Google Gemini Integration

The Google Gemini integration brings Google’s most advanced AI models to n8n, offering powerful multimodal capabilities that can understand and generate text, analyze images, process audio, and even work with video content.

Available Nodes

Google Gemini Node

Direct access to Gemini for text, image, audio, video, and document operations

Google Gemini Chat Model

Use Gemini with AI Agent for advanced workflows with tools and memory

Prerequisites

Before you begin, you’ll need:

A Google Cloud account or Google AI Studio account
A Google Gemini API key
(Optional) Google Cloud project with Vertex AI enabled for production use

Setup

Get Your API Key

Option 1: Google AI Studio (Recommended for getting started)

Go to Google AI Studio
Click Get API Key
Create a new key or use an existing one
Copy the API key

Option 2: Google Cloud Console (For production)

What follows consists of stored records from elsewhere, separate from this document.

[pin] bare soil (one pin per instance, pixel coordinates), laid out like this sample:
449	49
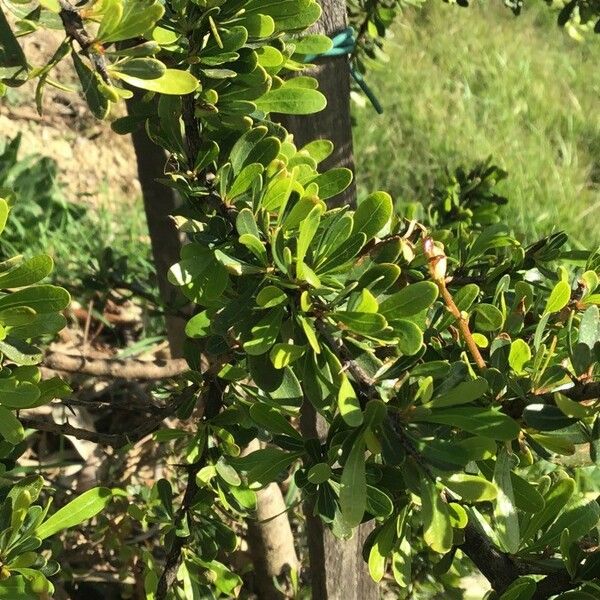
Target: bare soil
92	160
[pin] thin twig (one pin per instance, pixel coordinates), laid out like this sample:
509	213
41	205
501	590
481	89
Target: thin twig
212	407
436	261
74	28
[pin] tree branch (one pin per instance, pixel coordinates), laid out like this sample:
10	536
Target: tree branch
115	368
116	440
75	29
212	407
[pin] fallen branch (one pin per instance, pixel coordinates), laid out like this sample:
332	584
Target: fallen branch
114	368
116	440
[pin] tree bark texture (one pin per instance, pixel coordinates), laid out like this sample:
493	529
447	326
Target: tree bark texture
160	203
333	123
337	569
270	538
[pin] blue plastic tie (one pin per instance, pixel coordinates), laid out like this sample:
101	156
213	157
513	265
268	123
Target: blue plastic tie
344	43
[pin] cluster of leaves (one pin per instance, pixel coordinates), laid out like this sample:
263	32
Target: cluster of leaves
29	311
451	364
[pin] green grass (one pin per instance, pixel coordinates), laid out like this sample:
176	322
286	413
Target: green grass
462	84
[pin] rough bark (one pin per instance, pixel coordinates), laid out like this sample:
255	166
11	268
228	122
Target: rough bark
333	123
159	203
270	538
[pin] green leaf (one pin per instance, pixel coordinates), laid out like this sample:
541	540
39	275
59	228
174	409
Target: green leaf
17	395
333	182
264	333
172	82
353	485
579	519
471	488
270	296
4	210
363	323
522	588
265	465
38	325
255	246
198	326
546	417
319	473
342	254
140	68
90	82
589	328
571	408
559	298
463	393
348	403
437	530
554	501
28	273
82	508
41	298
505	511
272	420
382	547
284	354
410	300
319	150
244	182
20	352
373	214
290	100
246	223
409	334
488	317
478	421
307	231
10	427
519	356
235	266
137	19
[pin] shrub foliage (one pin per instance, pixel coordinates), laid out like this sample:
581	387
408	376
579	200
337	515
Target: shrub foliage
454	367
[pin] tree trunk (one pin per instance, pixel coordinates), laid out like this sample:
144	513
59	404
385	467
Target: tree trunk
337	569
333	123
270	538
160	203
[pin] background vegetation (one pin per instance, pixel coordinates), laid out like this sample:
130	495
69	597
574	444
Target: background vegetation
480	83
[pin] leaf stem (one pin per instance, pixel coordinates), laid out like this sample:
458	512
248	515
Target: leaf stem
436	261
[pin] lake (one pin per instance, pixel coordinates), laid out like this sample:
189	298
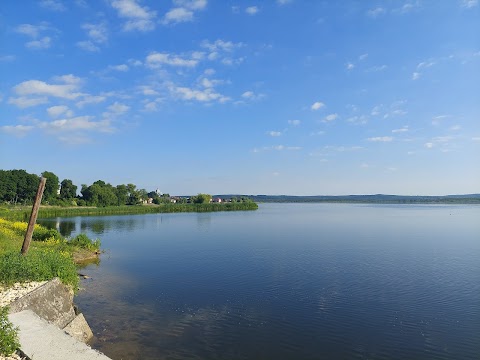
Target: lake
289	281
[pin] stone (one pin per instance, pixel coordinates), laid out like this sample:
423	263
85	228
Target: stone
41	340
79	329
51	301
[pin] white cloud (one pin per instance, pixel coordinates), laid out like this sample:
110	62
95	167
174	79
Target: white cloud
381	139
7	58
155	60
43	43
30	30
56	111
98	33
87	46
90	99
118	108
34	32
17	130
192	4
204	95
376	110
358	120
468	3
220	45
250	95
377	68
407	7
39	88
79	123
148	90
317	105
277	148
138	17
425	64
184	11
376	12
177	15
24	102
401	130
54	5
122	67
330	117
252	10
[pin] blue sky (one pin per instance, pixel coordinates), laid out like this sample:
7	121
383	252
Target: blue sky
254	97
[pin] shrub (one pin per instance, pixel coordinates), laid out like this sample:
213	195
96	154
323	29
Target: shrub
84	242
37	265
8	334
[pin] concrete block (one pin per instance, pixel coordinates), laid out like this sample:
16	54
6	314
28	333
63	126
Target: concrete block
79	329
51	301
41	340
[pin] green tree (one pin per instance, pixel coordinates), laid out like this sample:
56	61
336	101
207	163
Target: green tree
202	198
51	186
122	194
68	191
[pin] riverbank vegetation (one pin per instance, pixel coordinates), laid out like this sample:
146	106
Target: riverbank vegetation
8	334
18	189
50	255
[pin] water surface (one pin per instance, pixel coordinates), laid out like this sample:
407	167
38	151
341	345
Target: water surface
289	281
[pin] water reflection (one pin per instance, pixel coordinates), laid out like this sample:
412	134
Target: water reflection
287	282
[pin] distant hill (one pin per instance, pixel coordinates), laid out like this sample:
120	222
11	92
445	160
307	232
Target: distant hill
377	198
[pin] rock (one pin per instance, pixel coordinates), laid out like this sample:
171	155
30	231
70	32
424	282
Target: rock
51	301
79	329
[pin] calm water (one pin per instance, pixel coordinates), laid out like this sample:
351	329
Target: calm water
289	281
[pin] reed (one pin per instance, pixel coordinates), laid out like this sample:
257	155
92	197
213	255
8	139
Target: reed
51	212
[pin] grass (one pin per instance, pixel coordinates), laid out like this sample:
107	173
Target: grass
50	255
23	212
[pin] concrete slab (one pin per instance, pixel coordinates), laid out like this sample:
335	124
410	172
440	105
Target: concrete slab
51	301
41	340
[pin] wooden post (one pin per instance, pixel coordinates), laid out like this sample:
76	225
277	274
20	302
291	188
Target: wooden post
33	216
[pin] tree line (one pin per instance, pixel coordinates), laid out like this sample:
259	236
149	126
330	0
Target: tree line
20	187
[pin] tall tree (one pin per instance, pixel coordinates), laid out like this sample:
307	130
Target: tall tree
51	186
67	189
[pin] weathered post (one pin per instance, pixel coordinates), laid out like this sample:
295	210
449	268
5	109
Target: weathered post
33	216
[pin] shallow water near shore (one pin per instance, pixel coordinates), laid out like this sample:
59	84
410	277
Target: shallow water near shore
289	281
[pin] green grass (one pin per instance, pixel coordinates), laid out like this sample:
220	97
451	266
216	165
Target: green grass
37	265
8	334
48	257
23	213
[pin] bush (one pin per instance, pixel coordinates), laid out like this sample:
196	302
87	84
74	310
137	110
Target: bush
84	242
8	334
37	265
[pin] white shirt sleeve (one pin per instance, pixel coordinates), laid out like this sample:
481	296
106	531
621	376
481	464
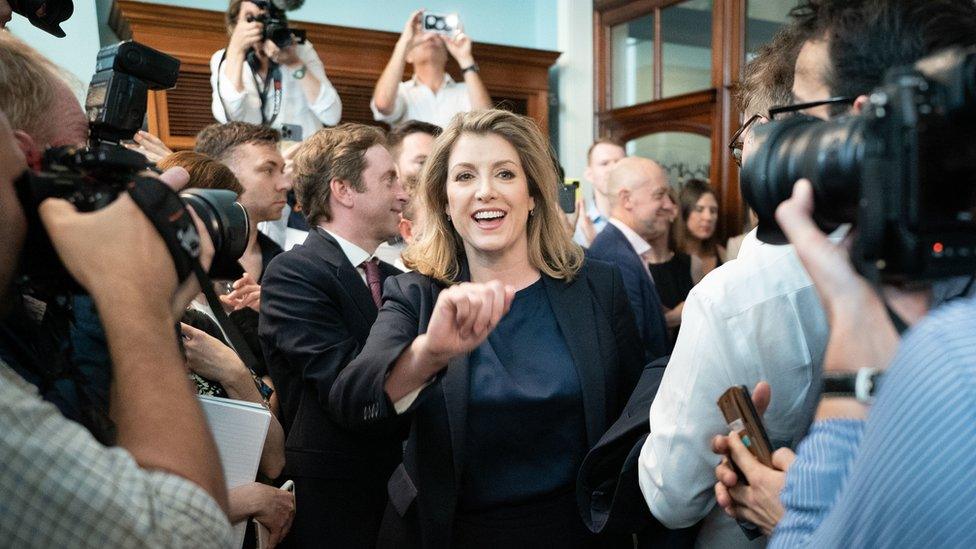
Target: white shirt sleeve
228	103
399	108
327	106
676	466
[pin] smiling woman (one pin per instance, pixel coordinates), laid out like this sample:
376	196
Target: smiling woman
487	172
507	351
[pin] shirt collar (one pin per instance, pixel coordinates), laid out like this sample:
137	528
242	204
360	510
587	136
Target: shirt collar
639	244
353	253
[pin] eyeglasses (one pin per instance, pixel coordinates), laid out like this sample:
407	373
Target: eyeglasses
786	109
735	145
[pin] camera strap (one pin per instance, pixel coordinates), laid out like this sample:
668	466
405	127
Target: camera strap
274	83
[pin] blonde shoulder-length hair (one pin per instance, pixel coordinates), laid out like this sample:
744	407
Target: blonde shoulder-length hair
439	250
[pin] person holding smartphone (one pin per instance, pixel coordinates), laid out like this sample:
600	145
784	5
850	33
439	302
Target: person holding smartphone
244	87
431	95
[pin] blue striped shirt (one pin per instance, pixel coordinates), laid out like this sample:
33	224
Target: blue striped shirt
909	480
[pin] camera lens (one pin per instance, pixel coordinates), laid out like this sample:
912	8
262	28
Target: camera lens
227	224
828	153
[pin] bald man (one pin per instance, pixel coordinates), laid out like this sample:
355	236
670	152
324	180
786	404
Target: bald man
640	210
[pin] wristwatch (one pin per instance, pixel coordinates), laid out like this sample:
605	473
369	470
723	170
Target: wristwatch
862	385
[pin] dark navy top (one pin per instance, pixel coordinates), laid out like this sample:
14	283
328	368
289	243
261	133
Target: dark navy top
525	435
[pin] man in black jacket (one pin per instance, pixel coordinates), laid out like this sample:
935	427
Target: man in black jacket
318	303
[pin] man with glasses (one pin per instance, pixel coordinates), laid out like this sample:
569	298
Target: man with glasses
755	318
759	318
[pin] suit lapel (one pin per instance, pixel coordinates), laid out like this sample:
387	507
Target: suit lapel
328	249
571	303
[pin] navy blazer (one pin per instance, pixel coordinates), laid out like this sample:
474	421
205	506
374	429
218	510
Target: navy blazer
612	246
592	312
316	312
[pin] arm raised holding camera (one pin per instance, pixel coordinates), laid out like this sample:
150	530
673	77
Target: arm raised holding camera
117	255
459	46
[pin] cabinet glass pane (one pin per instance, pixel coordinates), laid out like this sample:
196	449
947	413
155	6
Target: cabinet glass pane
632	62
686	41
764	18
684	155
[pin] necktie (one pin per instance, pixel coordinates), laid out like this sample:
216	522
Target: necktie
372	268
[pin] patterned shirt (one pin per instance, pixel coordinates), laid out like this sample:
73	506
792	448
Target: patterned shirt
61	488
908	480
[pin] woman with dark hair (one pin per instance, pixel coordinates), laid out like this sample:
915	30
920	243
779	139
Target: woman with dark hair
696	234
506	351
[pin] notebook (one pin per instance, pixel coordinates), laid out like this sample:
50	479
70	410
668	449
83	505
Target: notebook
239	428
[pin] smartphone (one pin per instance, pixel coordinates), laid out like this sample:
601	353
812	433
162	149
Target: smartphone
740	414
441	23
567	195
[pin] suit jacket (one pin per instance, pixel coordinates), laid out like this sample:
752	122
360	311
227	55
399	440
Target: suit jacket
608	490
316	313
595	318
612	246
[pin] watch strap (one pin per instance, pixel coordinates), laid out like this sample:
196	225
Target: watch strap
862	385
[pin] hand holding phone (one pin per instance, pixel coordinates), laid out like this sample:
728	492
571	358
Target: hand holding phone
741	416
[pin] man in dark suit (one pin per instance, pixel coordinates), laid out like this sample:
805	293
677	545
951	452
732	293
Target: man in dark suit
318	303
640	210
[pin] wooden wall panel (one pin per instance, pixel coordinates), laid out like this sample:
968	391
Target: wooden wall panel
517	78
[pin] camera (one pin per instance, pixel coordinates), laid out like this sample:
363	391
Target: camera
91	178
903	172
46	15
275	22
448	24
116	99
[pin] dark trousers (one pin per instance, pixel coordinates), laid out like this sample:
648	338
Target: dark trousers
336	513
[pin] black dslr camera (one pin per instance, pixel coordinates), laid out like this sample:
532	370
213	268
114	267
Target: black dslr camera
46	15
92	178
903	172
275	22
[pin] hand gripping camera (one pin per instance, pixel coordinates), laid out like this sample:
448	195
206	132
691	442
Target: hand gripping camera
92	178
903	172
275	22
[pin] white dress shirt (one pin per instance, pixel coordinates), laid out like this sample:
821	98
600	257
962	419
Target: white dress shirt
245	106
757	318
415	101
356	255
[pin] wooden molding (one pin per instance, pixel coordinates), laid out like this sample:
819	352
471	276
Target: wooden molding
353	58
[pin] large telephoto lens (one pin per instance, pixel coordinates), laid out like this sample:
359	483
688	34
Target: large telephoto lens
226	222
828	153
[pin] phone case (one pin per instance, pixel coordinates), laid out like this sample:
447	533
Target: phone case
741	416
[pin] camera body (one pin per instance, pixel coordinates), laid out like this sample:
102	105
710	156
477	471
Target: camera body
275	24
447	24
92	178
903	172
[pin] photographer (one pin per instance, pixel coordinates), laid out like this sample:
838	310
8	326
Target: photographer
863	39
163	485
431	95
245	92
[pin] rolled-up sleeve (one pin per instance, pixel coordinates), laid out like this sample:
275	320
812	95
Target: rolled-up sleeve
227	103
61	488
327	106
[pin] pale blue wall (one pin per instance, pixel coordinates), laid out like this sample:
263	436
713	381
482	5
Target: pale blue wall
524	23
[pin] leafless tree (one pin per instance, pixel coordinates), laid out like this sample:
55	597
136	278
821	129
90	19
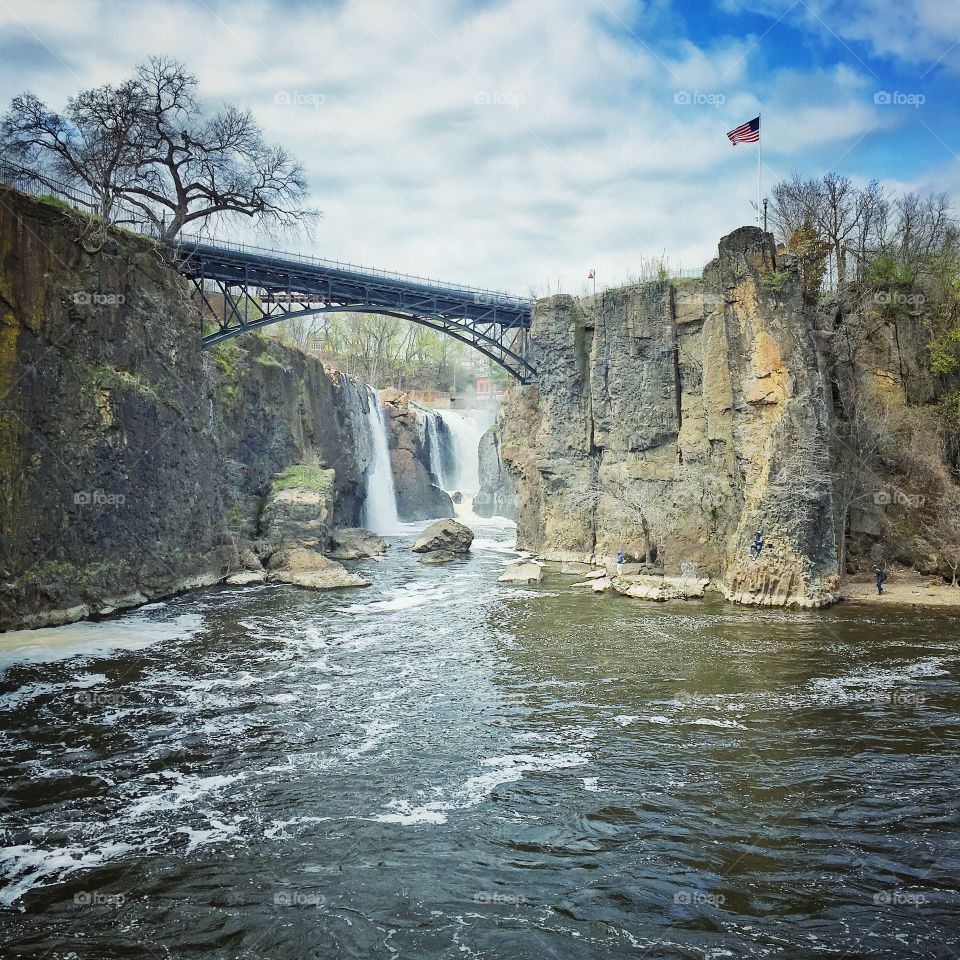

Go to Google Cloud Console
Enable the Vertex AI API
Create credentials for the API
Copy the API key

Configure in n8n

Add a Google Gemini node to your workflow
Click Credential to connect with
Select Create New Credential
Enter your API key
(Optional) Set custom host URL for Vertex AI
Click Save

Test the Connection

Send a simple text message to verify your credentials are working correctly.

Google Gemini Node

The Google Gemini node provides comprehensive access to Gemini’s multimodal capabilities across multiple resources.

Available Resources

Send messages to Gemini and receive intelligent responses.Operations:

Message: Send prompts and get responses from Gemini

Features:

Multi-turn conversations
System instructions support
Tool/function calling
JSON mode for structured output
Safety settings configuration

Example Configuration:

{
  "resource": "text",
  "operation": "message",
  "modelId": "gemini-2.0-flash",
  "messages": [
    {
      "content": "Explain how neural networks work in simple terms",
      "role": "user"
    }
  ]
}

Available Roles:

User: Send messages as the user
Model: Set Gemini’s response style

Analyze and generate images using Gemini’s vision capabilities.Operations:

Analyze: Understand and describe images
Generate: Create images from text descriptions (Imagen)
Edit: Modify existing images

Vision Capabilities:

Image description and captioning
Object detection and identification
Text extraction (OCR)
Scene understanding
Visual question answering
Spatial reasoning

Supported Formats:

JPEG, PNG, WebP, HEIC, HEIF
Base64 encoded images
Image URLs
Binary image data

Example:

{
  "resource": "image",
  "operation": "analyze",
  "modelId": "gemini-2.0-flash",
  "prompt": "Describe this image in detail and identify all objects",
  "binaryPropertyName": "data"
}

Gemini Pro Vision and Gemini 1.5+ models have excellent multimodal understanding capabilities.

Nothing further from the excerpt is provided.